1692.

Seesieg der verbündeten englischen und holländischen Flotte über die französische bei La Hougue (Ostseite der Halbinsel Cotentin).

1697.

Friede zu Ryswyk (spr. Reisweik, Dorf beim Haag): 1. Frankreich behält die im Elsaß besetzten Gebiete, gibt aber Freiburg zurück (S. 263); die pfälzische Erbschaftssache wird einem Schiedsgericht übergeben. 2. Der Herzog von Lothringen wird vollständig wieder eingesetzt (S. 263). 3. Spanien erhält Luxemburg zurück, tritt aber einige Grenzgebiete seiner Niederlande ab. 4. Wilhelm III. wird als König von England anerkannt.

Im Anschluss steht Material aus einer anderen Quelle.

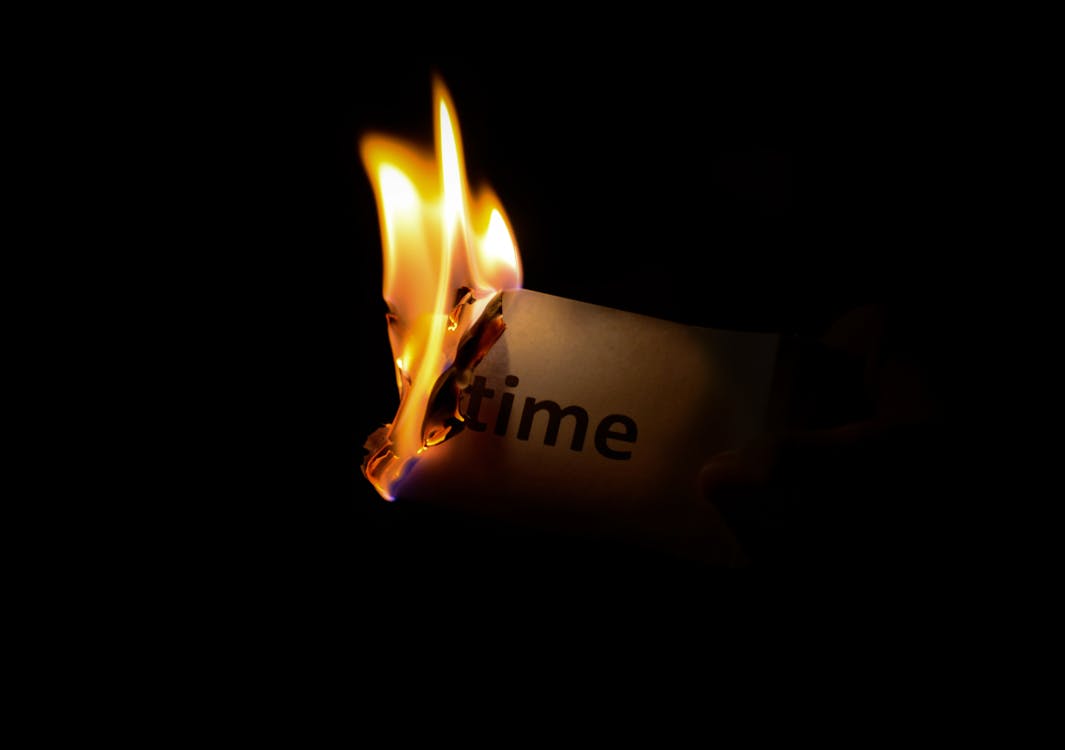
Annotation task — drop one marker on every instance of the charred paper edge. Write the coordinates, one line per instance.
(443, 419)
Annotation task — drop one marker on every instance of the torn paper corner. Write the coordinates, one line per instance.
(382, 466)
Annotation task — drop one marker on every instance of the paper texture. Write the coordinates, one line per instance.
(635, 407)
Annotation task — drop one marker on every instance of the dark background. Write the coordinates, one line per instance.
(743, 192)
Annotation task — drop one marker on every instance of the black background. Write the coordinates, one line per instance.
(742, 191)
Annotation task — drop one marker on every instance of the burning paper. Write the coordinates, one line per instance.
(531, 405)
(445, 254)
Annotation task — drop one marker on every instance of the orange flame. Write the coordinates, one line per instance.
(439, 243)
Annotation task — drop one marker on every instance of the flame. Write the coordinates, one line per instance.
(446, 251)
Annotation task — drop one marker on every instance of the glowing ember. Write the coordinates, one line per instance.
(446, 253)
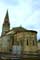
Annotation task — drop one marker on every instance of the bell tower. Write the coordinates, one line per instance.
(6, 24)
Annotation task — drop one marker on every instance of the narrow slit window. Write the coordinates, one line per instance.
(33, 42)
(27, 42)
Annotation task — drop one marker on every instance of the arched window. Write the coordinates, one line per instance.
(27, 42)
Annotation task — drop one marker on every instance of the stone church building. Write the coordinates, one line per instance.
(17, 40)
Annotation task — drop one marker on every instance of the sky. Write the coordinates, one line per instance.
(25, 13)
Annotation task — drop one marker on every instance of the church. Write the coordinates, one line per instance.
(17, 40)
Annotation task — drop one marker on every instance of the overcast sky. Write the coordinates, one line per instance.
(25, 13)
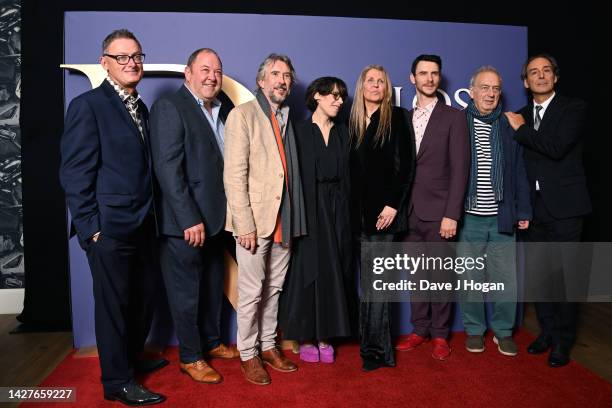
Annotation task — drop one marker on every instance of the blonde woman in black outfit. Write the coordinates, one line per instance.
(382, 168)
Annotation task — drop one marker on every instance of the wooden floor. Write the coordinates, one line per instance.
(26, 359)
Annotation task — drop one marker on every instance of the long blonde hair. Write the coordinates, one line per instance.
(357, 121)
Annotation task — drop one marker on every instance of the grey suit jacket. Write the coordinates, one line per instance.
(188, 165)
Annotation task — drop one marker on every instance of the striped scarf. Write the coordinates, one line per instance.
(497, 157)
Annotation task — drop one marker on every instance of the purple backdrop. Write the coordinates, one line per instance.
(317, 46)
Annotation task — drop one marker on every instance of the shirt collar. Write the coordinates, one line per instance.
(123, 94)
(429, 108)
(544, 104)
(215, 103)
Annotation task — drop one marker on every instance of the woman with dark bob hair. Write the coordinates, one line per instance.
(382, 169)
(315, 304)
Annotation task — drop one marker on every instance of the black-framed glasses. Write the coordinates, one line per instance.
(336, 95)
(125, 59)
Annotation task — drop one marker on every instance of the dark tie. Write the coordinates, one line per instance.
(538, 119)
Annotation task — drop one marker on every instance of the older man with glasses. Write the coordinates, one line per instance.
(106, 174)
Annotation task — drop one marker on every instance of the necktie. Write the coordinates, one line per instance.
(538, 119)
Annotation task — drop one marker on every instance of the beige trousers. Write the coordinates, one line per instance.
(260, 280)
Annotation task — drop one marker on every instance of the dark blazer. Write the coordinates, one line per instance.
(553, 156)
(442, 166)
(188, 165)
(515, 205)
(382, 175)
(105, 168)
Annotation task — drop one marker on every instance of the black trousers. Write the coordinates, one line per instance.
(125, 276)
(194, 284)
(374, 322)
(557, 319)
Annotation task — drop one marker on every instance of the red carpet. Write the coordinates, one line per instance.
(466, 380)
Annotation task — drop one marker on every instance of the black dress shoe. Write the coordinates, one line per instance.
(559, 356)
(148, 366)
(135, 395)
(539, 345)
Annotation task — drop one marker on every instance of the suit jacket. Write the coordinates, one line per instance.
(253, 173)
(188, 165)
(105, 168)
(442, 166)
(553, 156)
(382, 175)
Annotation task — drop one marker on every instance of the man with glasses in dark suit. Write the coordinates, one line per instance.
(550, 130)
(106, 174)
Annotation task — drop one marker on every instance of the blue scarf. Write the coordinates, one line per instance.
(497, 157)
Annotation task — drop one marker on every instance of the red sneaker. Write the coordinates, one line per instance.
(441, 349)
(411, 342)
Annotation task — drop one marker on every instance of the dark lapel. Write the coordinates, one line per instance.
(119, 106)
(529, 114)
(550, 116)
(203, 123)
(429, 136)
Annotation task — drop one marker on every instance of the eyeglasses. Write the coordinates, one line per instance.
(372, 82)
(486, 89)
(125, 59)
(336, 95)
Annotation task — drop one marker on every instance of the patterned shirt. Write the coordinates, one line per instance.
(485, 197)
(131, 104)
(420, 119)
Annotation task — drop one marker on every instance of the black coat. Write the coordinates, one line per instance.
(382, 175)
(553, 156)
(306, 249)
(105, 168)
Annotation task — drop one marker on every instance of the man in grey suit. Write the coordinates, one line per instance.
(187, 130)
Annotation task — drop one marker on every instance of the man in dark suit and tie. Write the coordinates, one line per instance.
(436, 204)
(187, 130)
(106, 174)
(550, 129)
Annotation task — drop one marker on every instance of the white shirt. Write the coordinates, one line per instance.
(544, 106)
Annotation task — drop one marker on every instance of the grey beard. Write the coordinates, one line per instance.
(275, 99)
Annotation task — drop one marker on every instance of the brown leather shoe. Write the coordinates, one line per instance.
(201, 372)
(223, 351)
(274, 358)
(254, 372)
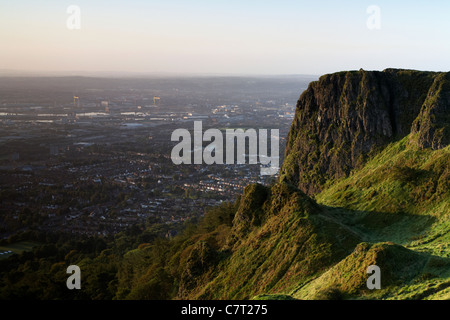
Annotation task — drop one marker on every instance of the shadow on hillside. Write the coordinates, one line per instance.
(383, 226)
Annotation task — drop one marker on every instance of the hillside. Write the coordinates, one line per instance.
(365, 181)
(372, 149)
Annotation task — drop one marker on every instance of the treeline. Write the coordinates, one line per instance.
(139, 263)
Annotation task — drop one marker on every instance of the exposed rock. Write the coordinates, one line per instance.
(347, 117)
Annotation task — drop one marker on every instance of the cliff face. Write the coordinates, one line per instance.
(345, 118)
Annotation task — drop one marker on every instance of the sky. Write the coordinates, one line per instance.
(224, 36)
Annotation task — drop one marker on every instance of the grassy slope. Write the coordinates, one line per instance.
(279, 244)
(401, 196)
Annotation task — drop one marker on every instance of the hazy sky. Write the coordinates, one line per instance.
(218, 36)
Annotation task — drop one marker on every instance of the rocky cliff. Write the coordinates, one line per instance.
(345, 118)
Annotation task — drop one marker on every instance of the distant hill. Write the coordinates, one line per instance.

Blüte der französischen Literatur im Zeitalter Ludwigs XIV. Corneille († 1684), Racine († 1699), Molière († 1673), La Fontaine († 1695), Boileau († 1711), Bossuet († 1704), Fléchier († 1710), Fénelon († 1715).

Ludwigs Hofleben in Versailles, Marly, Trianon das Vorbild der europäischen Höfe. Bauten, Luxus, Maitressen (La Vallière, Montespan, Fontange). Nach dem Tode seiner Gemahlin Maria Theresia von Spanien († 1683) vermählt sich Ludwig insgeheim mit Françoise d’ Aubigné, Witwe des Dichters Scarron, die er zur Marquise von Maintenon erhebt. Seitdem Frömmelei am Hofe. Die Finanzen geraten nach Colberts Tode (1683) in Unordnung, zunehmende Willkürherrschaft im Innern. Beginn des wirtschaftlichen Niedergangs.

§ 2. Deutschland.

1658–1705.

Leopold I. (Sohn Ferdinands III.), mehr auf die Mehrung der habsburgischen Hausmacht bedacht, als auf die Wiederaufrichtung des geschwächten Deutschen Reiches. Unter den Reichsfürsten ragt Friedrich Wilhelm, der Große Kurfürst von Brandenburg (1640–1688) hervor als Verteidiger der Selbständigkeit Deutschlands, während andere, namentlich die drei geistlichen Kurfürsten zu gegenseitigem Schutze mit Frankreich 1658 den Rheinbund schließen (aufgelöst 1667).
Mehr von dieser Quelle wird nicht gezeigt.